Whenever I start to feel pissed off when I encounter some sort of trigger, I will work to neutralize it. Instead of focusing on the negative and toxic elements, I will work to turn it into something good. It will take practice, but I can’t move on with my life if I am a prisoner of the hurt and regret.
Learning from our own mistakes but not blaming ourselves.
As with most lessons in life, the things we learn are only as valuable as our willingness and our ability to put them into context, see how, looking back, we would handle the situation differently, and then make a proactive plan to handle things differently in the future. This takes a lot of self-awareness to do, but without it, it’s very hard to not move on and heal. I knew it would be a lot of work to accept this, but once I posed these questions to myself, the self-reflection started to come.
What are some of the things that I blame myself for that I still think about?
I am angry with myself that I didn’t communicate my wants and needs more. It’s hard to move on because I feel bitter that my needs were ignored for years.
What are some of the regrets that I still harbor?
I still regret not saying something sooner.

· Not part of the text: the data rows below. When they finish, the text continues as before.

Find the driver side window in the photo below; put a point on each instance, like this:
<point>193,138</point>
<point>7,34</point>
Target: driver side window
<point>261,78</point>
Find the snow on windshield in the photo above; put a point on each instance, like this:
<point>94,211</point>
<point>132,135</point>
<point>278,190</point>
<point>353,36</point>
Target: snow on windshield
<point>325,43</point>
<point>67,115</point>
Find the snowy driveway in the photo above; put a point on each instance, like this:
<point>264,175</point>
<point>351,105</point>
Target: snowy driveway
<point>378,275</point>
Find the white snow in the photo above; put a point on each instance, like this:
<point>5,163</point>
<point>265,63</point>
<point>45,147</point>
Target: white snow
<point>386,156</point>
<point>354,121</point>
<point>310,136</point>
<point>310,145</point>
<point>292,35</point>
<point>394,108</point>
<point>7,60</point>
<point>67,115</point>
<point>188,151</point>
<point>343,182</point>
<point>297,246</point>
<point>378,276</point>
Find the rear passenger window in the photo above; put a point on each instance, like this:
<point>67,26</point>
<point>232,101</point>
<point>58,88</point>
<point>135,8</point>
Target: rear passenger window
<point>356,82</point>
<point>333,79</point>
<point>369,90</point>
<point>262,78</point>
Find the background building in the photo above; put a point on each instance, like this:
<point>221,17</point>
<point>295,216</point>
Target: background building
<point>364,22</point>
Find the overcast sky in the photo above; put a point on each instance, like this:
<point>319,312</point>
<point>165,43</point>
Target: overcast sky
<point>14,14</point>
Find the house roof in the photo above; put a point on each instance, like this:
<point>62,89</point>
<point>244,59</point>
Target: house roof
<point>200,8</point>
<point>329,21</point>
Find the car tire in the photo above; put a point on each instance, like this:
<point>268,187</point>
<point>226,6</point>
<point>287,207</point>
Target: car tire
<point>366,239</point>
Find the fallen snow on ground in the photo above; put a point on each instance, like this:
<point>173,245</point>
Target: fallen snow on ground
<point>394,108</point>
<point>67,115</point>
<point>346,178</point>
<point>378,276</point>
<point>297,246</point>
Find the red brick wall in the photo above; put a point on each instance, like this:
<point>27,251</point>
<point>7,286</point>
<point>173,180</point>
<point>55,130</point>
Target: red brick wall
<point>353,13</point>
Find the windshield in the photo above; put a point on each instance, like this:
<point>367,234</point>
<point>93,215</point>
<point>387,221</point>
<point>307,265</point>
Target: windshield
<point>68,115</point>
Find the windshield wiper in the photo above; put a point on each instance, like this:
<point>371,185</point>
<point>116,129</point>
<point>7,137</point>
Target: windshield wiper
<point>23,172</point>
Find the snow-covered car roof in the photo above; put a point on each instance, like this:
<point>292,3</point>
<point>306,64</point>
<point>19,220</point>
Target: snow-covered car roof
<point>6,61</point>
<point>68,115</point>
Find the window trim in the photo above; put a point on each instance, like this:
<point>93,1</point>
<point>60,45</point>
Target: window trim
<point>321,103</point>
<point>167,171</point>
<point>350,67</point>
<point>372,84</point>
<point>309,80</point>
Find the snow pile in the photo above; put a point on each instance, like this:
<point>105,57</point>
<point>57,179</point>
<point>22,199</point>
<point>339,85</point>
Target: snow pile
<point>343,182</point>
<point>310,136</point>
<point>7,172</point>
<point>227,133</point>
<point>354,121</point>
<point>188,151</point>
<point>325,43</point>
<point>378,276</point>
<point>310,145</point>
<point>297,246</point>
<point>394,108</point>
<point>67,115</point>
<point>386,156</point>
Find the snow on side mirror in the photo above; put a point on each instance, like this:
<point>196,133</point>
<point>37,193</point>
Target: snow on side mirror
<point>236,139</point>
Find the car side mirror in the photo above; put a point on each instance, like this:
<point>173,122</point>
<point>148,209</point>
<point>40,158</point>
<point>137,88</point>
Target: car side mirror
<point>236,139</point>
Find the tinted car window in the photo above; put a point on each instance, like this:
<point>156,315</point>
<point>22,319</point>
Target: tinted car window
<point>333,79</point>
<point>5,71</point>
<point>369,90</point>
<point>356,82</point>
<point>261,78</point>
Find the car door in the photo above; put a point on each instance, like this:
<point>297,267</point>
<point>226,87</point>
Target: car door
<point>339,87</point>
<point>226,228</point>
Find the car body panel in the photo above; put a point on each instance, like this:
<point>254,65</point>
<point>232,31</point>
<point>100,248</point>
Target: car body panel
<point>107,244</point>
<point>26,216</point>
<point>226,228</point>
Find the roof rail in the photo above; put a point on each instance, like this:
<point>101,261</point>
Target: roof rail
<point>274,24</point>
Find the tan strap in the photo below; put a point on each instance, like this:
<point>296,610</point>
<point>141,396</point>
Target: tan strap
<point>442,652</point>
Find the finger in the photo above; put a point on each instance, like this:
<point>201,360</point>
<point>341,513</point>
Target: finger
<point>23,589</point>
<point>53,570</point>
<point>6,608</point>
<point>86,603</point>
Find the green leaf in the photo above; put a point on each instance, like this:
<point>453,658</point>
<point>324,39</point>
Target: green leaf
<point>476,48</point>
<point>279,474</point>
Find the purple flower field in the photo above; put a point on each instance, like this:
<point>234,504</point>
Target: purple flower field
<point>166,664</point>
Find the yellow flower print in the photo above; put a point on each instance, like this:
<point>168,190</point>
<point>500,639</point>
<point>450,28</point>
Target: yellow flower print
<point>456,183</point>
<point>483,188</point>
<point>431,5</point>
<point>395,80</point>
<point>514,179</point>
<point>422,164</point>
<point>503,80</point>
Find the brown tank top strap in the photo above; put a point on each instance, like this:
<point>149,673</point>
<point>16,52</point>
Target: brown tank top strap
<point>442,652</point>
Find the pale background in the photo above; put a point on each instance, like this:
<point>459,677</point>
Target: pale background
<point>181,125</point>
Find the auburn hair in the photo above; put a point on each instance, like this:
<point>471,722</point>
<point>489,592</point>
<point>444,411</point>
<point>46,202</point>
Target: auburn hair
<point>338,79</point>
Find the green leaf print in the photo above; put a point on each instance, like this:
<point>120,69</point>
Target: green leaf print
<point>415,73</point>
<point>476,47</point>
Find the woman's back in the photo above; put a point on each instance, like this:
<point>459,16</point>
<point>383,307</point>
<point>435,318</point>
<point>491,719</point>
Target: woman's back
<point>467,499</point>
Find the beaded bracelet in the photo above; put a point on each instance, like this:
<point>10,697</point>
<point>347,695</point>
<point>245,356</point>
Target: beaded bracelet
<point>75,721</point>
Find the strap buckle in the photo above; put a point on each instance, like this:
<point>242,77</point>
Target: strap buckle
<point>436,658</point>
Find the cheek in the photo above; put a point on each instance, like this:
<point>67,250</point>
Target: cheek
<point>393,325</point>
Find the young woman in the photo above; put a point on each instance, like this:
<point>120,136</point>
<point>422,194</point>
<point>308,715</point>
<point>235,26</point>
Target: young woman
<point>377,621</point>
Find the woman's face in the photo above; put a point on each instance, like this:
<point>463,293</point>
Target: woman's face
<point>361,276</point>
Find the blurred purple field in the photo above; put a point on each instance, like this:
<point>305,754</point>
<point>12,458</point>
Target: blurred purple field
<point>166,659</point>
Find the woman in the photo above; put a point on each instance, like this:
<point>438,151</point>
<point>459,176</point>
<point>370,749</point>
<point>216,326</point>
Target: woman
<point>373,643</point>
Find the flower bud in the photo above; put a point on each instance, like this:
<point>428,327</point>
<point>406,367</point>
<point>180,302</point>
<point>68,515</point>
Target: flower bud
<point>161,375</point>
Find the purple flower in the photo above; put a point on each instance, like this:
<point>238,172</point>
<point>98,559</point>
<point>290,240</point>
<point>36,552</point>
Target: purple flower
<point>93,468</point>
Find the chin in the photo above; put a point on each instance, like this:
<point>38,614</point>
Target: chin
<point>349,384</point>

I knew that our marriage was falling apart, but I went along with it, in denial, just telling myself that it would get better soon.
How can I change those feelings into something positive moving forward?
I can’t change the past, but I can use what I learned to avoid similar things from happening in the future. In my marriage, I remember that I didn’t communicate well. In my current relationship, I encourage myself to be open and honest, and remind myself to be courageous, sharing my feelings with my partner. It can be hard because I’m afraid I’ll get judged, but I remind myself that I deserve—and my partner deserves—open communication.
Getting Support and Holding Ourselves Accountable.
Regardless of where we are in the process—whether the papers were signed years ago and we are still wondering how to make sense of it, or we are knee-deep in divorce drama right now, or reeling because our spouse just moved out, remember that one of the strongest things we can do is reach out for support. There are so many avenues out there, whether it’s finding a therapist or divorce coach, going to a grief or divorce support group, we must understand that we do not have to grieve alone.
As a way of ensuring that we will reach out if we need support, we can make the following pledges to ourselves:
By the end of today, I will…
By the end of the week, I will…
These accountability pledges can be as simple or as detailed as we choose—the point is to set that intention to reach out for support, and actually follow up on it. For example:
By the end of today, I will have made a primary list of three therapists I will reach out to.
By the end of the week, I will have called and made an appointment with one of them.
Like any grieving process, healing from divorce will not happen quickly. During my own journey, I remember weeks—sometimes months—going by when I thought I had healed, but some sort of trigger would cause the sadness and grief again.
Yet, this grief is merely part of our journey. And when I learned to accept it, the healing continued.
But when we are kind to ourselves, persistent, and mindful of the fact that we deserve to be happy again, the journey to the next chapter of our lives is entirely possible.